Made this last weekend. Smoky flavor was great, but I kept getting flare-ups from the fat dripping. Had the bacon on the indirect side like you said, but grease still hit the coals a few times. Is that just part of it with thick-cut bacon on charcoal, or am I setting up the indirect zone wrong?
Some flare-up with thick-cut on charcoal is just part of it. The fat renders fast and there's a lot of it. I keep a small foil drip pan directly under the strips to catch most of it before it reaches the coals.
Batch cooked two pounds on indirect heat Sunday for the week ahead. Reheats cleaner than pan-fried and holds its texture better in the fridge. Would have given five stars but I tried rushing the first batch over direct heat and it curled up and burned at the ends.
My husband does NOT cook but he spent the whole time standing outside in February cold because he 'just wanted to watch it.' Once those thick-cut strips started picking up that smoky charcoal smell he was basically useless for anything else. The flavor difference from pan bacon is genuinely shocking -- I wasn't prepared for how much the charcoal changes it. Four stars because we had a little flare-up situation (our fault, we moved the strips too close to the heat) but the recipe was clear, we just didn't listen.
February cold watching bacon smoke is a very specific kind of dedication. Flare-ups are almost always fat hitting direct flame. Indirect heat at 325, and it doesn't happen.
The smoky depth you get from indirect heat is real, and I'm not going back to the skillet for weekend bacon. February morning, 20 degrees, still worth firing up the grill. My only note: the grates need a second brush of oil about halfway through. Lost a couple strips around the 3-minute mark before I figured that out. Would've been nice to know upfront, but honestly still the best bacon I've made at home.
That oil note is going into the recipe. Second brush at the halfway mark, I should have caught that. February bacon is still bacon.
My grandfather grilled breakfast meats every weekend, and I assumed that was one of the things I'd left behind when I went keto. Made this last Saturday with thick-cut applewood bacon over indirect heat, and the moment the fat started rendering over the coals, it was exactly that smell. Smoke gets into bacon in a way a skillet can't. I don't have a word for it except right.
That smell is exactly it. A skillet just can't do that. Glad you found your way back to it.

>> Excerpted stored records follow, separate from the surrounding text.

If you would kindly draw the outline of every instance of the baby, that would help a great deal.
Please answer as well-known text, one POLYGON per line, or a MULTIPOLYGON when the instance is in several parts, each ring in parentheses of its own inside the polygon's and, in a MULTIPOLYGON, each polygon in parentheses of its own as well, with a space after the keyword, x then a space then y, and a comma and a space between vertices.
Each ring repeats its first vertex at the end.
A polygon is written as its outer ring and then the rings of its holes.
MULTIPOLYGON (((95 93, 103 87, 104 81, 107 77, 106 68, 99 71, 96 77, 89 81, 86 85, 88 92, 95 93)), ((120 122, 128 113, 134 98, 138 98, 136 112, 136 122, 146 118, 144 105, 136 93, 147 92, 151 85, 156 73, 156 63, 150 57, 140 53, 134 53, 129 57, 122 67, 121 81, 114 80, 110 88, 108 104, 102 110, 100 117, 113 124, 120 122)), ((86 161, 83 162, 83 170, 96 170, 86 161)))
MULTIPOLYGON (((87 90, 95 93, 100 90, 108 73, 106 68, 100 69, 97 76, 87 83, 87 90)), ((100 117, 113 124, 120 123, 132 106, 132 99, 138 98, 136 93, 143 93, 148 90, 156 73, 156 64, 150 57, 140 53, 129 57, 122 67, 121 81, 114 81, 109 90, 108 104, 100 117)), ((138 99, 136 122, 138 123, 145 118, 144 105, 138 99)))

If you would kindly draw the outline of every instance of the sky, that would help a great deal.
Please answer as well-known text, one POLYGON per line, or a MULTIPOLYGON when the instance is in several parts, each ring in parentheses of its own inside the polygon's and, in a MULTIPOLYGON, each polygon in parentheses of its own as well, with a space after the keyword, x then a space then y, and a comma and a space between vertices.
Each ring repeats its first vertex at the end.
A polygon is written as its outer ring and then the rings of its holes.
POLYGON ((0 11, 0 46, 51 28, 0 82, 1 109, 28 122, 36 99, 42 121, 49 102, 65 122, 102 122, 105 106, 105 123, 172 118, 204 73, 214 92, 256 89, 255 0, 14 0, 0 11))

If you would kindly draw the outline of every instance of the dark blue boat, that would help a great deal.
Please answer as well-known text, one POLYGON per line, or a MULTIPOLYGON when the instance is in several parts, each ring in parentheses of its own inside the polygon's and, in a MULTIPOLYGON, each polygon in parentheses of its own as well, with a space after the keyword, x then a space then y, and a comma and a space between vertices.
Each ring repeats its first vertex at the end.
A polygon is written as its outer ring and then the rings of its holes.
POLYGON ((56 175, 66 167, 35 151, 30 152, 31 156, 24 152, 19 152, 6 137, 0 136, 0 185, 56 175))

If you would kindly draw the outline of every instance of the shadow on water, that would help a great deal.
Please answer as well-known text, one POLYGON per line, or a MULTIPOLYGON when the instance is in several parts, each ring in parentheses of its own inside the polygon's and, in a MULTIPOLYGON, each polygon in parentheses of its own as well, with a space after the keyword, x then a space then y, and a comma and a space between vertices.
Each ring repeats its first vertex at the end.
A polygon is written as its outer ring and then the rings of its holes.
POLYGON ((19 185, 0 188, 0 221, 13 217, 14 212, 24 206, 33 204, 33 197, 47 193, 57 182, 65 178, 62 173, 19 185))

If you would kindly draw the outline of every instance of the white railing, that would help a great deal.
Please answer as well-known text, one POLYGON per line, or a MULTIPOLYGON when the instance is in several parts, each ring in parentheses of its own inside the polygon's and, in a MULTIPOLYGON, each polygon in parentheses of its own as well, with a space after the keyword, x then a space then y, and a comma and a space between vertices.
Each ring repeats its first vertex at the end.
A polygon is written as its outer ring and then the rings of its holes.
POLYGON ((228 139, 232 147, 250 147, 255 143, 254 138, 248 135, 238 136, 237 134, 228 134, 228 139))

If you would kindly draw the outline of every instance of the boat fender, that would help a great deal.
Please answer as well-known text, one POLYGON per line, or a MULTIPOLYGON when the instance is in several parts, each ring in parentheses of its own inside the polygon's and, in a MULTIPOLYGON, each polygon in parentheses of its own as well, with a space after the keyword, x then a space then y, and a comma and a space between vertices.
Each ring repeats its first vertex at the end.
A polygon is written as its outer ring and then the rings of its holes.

I tried grilling bacon last summer and kept losing slices through the grates as they shrank. Is thick-cut why you went that route - better shape retention? Or is it mostly about texture?
Both, honestly. Thick-cut holds its shape way better as the fat renders - regular strips shrink fast and you lose half of them. The texture difference is real too, but the grate problem was my main reason for switching.